The experiments produced dramatic results: Nearly all of the coral nubbins died after exposure to mixtures of dispersants and oil. Dispersants alone killed up to two-thirds of the coral clippings, whereas oil alone produced no abnormal mortality, the team reports in the 1 August issue of Environmental Science & Technology. The dispersant-oil combination is the most lethal because droplets of oil get pulled farther underwater, where they come into contact with the tiny sea creatures, speculates marine biologist and co-author Baruch Rinkevich. The new findings support banning the use of dispersants near coral reefs, he says.

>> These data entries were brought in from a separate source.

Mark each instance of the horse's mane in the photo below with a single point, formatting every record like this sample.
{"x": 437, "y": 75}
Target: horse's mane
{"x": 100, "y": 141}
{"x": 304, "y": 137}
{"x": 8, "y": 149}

Marine scientist Richard Aronson of the Dauphin Island Sea Lab in Alabama agrees that more care should now be taken when using dispersants. But that doesn't mean the choice is always straightforward. "Clearly, if you dump oil directly on coral, it could be catastrophic," he says, so there are still situations where using dispersants is the best bet.
Marine biologist John Bruno of the University of North Carolina, Chapel Hill, agrees. "Sooner or later, we are going to see a truly devastating spill hit a coral reef," he says. The question is, "Will the people that decide how to respond take the lessons of this timely study into account?"